Caffeine is a chemical stimulant that affects the central nervous system called trimethylxanthine and, surprisingly, it shares similar traits with serious drugs such as cocaine and heroine. Caffeine affects two important neurotransmitters: adenosine and dopamine. Caffeine blocks adenosine reception to prevent drowsiness and instead injects adrenaline. Caffeine then also increases levels of dopamine to make you feel good. Similarly, heroine and cocaine use the same system but instead slow down dopamine reabsorption.
So what’s a safe level of caffeine?

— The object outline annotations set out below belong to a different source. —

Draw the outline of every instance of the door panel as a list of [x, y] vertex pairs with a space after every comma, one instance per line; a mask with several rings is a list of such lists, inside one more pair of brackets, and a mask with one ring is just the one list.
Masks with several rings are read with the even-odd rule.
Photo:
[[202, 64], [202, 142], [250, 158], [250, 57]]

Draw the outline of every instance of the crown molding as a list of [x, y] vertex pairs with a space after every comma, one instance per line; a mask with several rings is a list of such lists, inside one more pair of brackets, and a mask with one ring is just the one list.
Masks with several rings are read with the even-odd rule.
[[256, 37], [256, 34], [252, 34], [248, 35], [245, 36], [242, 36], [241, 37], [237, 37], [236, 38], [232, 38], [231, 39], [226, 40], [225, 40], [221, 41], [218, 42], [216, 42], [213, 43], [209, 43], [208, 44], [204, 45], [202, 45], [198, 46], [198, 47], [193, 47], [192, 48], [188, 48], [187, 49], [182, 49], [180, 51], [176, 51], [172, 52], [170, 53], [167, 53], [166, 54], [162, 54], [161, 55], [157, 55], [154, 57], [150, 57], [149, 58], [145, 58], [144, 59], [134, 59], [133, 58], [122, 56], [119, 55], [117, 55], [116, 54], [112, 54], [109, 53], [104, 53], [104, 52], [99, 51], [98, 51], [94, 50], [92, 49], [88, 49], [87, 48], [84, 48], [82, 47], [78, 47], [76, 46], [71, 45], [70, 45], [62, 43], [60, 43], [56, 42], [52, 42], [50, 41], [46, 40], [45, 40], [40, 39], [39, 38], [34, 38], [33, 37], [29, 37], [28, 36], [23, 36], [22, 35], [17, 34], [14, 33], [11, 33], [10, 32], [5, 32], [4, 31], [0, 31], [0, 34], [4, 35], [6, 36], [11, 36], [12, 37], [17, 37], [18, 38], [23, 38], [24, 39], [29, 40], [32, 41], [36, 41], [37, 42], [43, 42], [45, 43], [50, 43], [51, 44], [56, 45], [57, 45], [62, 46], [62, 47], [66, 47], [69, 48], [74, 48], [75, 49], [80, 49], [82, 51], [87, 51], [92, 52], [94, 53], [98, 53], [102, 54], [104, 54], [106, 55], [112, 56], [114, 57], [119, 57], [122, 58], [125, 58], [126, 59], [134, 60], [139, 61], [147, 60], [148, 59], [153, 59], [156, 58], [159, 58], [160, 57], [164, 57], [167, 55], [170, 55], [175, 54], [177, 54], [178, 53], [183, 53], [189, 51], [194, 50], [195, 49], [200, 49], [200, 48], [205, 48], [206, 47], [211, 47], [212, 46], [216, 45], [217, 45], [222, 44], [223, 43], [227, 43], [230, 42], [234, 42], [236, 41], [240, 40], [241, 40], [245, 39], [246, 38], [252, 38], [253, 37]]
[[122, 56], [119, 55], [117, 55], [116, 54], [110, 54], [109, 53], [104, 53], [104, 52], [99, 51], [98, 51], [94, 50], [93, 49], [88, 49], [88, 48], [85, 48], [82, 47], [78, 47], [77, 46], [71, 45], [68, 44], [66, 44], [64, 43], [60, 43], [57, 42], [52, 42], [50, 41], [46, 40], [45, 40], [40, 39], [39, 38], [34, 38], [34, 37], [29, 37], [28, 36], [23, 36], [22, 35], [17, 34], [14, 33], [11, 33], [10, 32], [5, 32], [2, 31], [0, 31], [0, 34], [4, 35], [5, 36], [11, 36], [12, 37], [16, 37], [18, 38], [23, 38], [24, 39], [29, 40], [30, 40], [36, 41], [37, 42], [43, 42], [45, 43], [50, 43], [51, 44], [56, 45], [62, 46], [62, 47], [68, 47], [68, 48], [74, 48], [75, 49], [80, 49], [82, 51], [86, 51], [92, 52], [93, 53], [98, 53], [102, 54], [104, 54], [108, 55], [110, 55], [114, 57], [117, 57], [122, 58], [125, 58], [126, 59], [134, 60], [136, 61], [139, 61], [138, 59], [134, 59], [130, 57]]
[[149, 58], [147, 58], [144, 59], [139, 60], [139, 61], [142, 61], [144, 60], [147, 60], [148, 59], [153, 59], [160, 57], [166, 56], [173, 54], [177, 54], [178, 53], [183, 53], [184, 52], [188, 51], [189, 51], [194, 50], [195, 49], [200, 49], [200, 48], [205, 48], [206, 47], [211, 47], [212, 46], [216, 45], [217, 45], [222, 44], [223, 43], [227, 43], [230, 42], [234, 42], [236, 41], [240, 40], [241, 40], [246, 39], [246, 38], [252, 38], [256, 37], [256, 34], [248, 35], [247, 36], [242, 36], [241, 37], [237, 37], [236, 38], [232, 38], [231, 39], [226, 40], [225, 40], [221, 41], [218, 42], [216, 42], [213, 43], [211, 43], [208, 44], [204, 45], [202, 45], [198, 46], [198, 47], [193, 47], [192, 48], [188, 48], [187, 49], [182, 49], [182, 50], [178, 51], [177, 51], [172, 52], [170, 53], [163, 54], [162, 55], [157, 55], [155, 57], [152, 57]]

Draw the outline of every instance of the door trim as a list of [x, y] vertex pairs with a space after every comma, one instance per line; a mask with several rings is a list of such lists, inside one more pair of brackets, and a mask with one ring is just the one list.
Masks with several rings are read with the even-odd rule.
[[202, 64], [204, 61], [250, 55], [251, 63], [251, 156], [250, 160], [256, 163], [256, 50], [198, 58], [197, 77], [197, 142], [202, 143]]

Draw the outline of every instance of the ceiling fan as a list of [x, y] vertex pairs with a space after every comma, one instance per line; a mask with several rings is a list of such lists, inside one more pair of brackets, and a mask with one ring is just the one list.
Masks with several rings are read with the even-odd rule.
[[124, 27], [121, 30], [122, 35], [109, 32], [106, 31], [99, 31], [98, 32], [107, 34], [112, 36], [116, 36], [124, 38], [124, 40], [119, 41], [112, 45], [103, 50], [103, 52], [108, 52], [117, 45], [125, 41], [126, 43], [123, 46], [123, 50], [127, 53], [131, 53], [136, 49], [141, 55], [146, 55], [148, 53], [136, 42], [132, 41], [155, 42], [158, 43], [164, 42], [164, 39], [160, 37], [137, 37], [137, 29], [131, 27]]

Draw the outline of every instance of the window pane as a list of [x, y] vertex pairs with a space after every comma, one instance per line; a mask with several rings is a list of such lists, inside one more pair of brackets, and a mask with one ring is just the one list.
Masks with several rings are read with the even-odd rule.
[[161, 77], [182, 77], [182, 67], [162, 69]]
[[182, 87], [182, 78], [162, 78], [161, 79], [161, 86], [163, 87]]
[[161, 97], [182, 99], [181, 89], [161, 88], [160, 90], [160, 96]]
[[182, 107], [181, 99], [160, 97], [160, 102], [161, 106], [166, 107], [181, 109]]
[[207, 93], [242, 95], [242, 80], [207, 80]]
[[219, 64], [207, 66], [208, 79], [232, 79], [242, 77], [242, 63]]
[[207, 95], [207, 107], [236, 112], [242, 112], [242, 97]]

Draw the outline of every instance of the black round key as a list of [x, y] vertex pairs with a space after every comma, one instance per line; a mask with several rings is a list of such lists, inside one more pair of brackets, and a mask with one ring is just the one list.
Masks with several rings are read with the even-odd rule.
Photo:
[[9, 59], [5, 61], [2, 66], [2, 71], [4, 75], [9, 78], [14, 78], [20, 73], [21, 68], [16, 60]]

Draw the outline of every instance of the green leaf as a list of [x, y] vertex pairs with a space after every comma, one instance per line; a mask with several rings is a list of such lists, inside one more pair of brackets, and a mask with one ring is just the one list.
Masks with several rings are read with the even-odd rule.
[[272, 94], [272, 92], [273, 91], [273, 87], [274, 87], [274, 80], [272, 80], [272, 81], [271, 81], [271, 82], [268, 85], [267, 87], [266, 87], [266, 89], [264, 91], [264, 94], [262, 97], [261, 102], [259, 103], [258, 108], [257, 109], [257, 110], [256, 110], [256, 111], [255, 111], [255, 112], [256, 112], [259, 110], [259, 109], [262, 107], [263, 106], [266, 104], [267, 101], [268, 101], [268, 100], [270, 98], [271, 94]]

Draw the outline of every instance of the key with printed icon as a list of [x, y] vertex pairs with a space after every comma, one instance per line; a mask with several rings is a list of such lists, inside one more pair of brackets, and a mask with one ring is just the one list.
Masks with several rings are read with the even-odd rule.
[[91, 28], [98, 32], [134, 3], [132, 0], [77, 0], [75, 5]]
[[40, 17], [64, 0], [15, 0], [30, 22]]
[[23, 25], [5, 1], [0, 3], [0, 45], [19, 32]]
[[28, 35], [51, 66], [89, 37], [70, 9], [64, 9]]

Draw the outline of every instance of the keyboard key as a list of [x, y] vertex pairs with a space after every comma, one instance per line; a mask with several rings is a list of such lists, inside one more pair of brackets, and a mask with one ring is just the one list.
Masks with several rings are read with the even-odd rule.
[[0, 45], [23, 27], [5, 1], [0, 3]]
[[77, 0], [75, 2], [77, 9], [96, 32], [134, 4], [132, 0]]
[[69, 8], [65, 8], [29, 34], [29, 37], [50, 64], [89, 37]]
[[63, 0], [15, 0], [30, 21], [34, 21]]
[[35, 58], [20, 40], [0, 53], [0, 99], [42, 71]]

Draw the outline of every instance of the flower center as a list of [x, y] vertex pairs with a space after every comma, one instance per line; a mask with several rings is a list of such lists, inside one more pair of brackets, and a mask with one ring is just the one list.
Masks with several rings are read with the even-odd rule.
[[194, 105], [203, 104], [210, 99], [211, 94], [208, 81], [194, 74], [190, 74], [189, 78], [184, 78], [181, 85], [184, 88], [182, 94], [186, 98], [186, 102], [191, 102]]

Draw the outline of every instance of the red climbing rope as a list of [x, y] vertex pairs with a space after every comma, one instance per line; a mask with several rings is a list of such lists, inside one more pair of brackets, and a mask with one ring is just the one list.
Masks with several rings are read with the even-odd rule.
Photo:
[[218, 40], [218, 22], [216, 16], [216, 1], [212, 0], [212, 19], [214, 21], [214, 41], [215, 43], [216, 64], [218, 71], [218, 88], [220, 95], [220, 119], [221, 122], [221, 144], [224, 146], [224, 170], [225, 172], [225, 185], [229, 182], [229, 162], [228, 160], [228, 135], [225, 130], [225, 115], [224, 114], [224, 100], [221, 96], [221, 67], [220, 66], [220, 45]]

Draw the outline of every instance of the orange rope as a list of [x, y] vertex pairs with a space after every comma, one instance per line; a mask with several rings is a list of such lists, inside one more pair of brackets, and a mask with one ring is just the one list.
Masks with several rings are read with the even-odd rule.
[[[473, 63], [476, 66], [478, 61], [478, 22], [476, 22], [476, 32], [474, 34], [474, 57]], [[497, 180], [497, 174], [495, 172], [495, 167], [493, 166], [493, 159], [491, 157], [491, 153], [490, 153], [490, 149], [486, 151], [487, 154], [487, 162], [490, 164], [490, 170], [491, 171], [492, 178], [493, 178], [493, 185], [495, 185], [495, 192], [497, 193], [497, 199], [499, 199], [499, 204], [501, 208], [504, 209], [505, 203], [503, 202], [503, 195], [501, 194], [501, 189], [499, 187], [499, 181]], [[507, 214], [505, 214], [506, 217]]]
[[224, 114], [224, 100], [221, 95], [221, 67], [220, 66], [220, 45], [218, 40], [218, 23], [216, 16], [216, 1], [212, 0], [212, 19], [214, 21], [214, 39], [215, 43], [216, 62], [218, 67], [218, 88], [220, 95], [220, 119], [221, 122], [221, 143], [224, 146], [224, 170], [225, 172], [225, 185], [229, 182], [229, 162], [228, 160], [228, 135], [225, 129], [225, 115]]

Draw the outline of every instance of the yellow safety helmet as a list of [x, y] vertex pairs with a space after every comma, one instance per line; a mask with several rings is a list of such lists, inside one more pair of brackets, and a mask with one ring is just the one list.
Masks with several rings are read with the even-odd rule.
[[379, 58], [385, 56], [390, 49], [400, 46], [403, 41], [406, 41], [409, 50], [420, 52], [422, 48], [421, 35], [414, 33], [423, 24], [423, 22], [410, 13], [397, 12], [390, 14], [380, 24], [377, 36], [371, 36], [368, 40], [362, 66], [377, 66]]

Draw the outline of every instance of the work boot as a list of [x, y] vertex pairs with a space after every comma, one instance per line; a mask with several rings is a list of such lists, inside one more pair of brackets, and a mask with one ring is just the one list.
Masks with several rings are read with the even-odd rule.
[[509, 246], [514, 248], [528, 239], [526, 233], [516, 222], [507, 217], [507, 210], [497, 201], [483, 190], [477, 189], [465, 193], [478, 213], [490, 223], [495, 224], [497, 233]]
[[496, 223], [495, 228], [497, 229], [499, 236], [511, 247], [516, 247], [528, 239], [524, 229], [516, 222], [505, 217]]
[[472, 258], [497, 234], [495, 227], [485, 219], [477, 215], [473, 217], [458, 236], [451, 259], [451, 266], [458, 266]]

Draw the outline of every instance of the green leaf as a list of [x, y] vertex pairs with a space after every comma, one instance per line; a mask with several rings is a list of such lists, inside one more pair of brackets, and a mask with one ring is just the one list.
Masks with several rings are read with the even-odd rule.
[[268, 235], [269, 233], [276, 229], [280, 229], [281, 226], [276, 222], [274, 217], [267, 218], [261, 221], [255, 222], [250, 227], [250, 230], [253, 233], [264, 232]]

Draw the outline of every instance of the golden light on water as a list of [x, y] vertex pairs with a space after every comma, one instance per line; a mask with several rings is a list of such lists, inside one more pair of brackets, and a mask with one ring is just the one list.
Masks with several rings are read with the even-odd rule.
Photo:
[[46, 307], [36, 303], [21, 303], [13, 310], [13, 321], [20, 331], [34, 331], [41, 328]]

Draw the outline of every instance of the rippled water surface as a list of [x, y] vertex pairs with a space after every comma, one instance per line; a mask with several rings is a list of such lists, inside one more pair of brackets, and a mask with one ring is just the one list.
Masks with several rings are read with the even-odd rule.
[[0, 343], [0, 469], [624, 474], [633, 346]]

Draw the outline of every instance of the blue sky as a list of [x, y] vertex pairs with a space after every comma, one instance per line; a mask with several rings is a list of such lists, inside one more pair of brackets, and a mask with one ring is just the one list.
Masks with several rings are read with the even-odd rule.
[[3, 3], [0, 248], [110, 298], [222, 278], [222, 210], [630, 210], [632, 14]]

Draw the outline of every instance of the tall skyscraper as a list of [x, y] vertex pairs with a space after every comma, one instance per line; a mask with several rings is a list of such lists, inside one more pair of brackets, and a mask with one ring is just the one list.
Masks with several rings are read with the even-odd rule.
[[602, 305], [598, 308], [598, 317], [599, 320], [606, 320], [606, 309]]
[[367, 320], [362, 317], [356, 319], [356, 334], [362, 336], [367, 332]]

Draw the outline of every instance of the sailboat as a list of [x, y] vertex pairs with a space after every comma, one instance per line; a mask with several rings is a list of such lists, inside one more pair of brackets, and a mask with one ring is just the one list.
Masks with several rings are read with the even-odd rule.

The Mayo Clinic reported that, “Up to 400 milligrams (mg) of caffeine a day appears to be safe for most healthy adults. That’s roughly the amount of caffeine in four cups of brewed coffee, 10 cans of cola or two ‘energy shot’ drinks.” However, that doesn’t mean that you should consume 400mg because according to The National Council on Strength and Fitness, “Research suggests that caffeine consumption during adolescence (approximately 220mg per day) is associated with increased impulsivity, sensation seeking, and risk-taking behaviors – such as is seen with illicit drug and tobacco use. One particular study revealed that consuming four or more caffeinated beverages a day during adolescence was associated with daily cigarette use, aggressive behavior, and attention and conduct problems.” All of the possible outcomes listed are activities teenagers can very easily get involved in. Although, it seems farfetched that caffeine is associated with cigarette use and aggressive behavior it additionally has other health consequences that are problematic.
I know personally just after a cup of coffee I feel extremely anxious and jittery. Caffeine can lead to increased heart rate, anxiety, insomnia, nausea, and more. In an article by Keith Cambrel, Steve Clarke (Director of the College Alcohol Abuse Center) stated, “‘Energy drinks have a lot of stimulants in them like ginseng and taurine, while alcohol is a depressant so by mixing the two you’re sending mixed messages to your nervous system which can cause cardiac related problems.’” Everything is always best taken in moderation so if you are planning to consume energy drinks and alcohol together you need to lower your intake of both. Not only does alcohol dehydrate you but so does caffeine, which is dangerous to your well being and will leave you with a terrible hangover the next day, so reconsider that Four Loko you planned on drinking tonight.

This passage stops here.